Nous voilà roulant vers le Rocher de Cancale, et nous faisons notre entrée dans le célèbre restaurant de la rue Montorgueil.

La fin du dîner fut très-gaie. Vincent faisait des jeux de mots et des citations plaisantes, et nous de rire et d’applaudir ensemble. Le bourgogne circulait avec un entrain que chaque mot venait accroître.

Après le café, nous fûmes si enchantés les uns des autres que nous résolûmes de ne pas nous quitter ; en conséquence nous nous acheminâmes tous vers mon appartement, pour puiser de nouvelles inspirations et une gaîté encore plus brillante, dans un bol de punch au curaçao.

Nous entrâmes dans mon salon avec fracas ; et Bedos fut aussitôt mis à l’œuvre pour la confection du punch.

Nous eûmes bientôt allumé un feu splendide et nos esprits s’enflammèrent en proportion.

« Nunc est bibendum, » dit Vincent, lorsque Bedos plaça le punch sur la table.

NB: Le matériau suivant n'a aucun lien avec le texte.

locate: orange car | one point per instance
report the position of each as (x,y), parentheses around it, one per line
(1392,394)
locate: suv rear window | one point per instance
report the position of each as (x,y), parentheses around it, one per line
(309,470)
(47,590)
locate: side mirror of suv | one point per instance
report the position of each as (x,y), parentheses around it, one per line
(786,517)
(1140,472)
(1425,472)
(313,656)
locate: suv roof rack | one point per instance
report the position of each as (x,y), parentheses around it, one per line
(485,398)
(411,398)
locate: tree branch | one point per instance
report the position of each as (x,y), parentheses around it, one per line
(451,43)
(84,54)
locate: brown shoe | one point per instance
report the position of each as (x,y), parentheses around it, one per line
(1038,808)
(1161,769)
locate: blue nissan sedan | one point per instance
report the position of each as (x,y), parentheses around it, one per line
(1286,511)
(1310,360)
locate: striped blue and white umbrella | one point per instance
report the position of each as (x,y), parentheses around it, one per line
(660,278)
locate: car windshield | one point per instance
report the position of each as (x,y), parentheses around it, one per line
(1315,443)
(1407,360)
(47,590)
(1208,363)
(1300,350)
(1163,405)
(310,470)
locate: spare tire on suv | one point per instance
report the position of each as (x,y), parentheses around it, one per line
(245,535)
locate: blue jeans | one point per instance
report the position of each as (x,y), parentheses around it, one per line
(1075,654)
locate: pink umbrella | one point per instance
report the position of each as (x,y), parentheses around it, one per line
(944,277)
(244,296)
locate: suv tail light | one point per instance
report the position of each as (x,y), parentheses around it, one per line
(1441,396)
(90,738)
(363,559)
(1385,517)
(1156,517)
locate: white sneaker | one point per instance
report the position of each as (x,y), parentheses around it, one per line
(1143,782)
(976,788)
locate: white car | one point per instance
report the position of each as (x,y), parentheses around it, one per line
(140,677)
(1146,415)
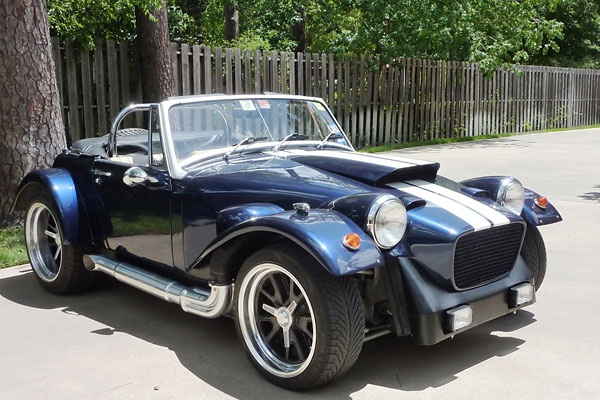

Tout à coup, l’on entendit dans le couloir comme une plainte étouffée. On se précipite, et on trouve l’hôtesse que j’avais enfermée par mégarde.

Quand elle vit tant de monde réuni, elle prit le parti de s’évanouir. On s’empressa autour d’elle, on la plaça sur le sofa, où Dartmore lui administra une grande tasse de punch au curaçao. Peu à peu elle revint à elle, poussa trois soupirs plaintifs, puis elle se releva et lança un regard sauvage autour d’elle.

La moitié d’entre nous riaient et moi, malheureux, j’étais du nombre ; l’hôtesse hors d’elle-même n’eût pas plus tôt vu cela qu’elle s’imagina qu’on l’avait rendue victime d’une mystification préméditée. Ses lèvres tremblèrent de fureur, elle proféra les imprécations les plus terribles et si je ne m’étais pas retiré dans un coin, elle aurait été capable, rien qu’avec les armes dont la nature avait pourvu ses mains, de flétrir à tout jamais les amours et les grâces qui habitaient sur le visage d’Henry Pelham.

À la fin, quand elle vit qu’elle n’avait pour le moment aucune chance de réussir dans ses attaques, elle se redressa, appliqua un soufflet retentissant sur la joue de ce pauvre Bedos, parce qu’il faisait une grimace, et sortit de la chambre à grands pas.

Nous nous ralliâmes alors autour de la table, plus disposés que jamais à pétiller d’esprit, et ce fut, jusqu’au petit jour, un feu roulant de bons mots sur l’héroïne du couloir.

  1. Puppy en anglais veut dire petit chien ; l’auteur joue sur les mots puppy et puppe.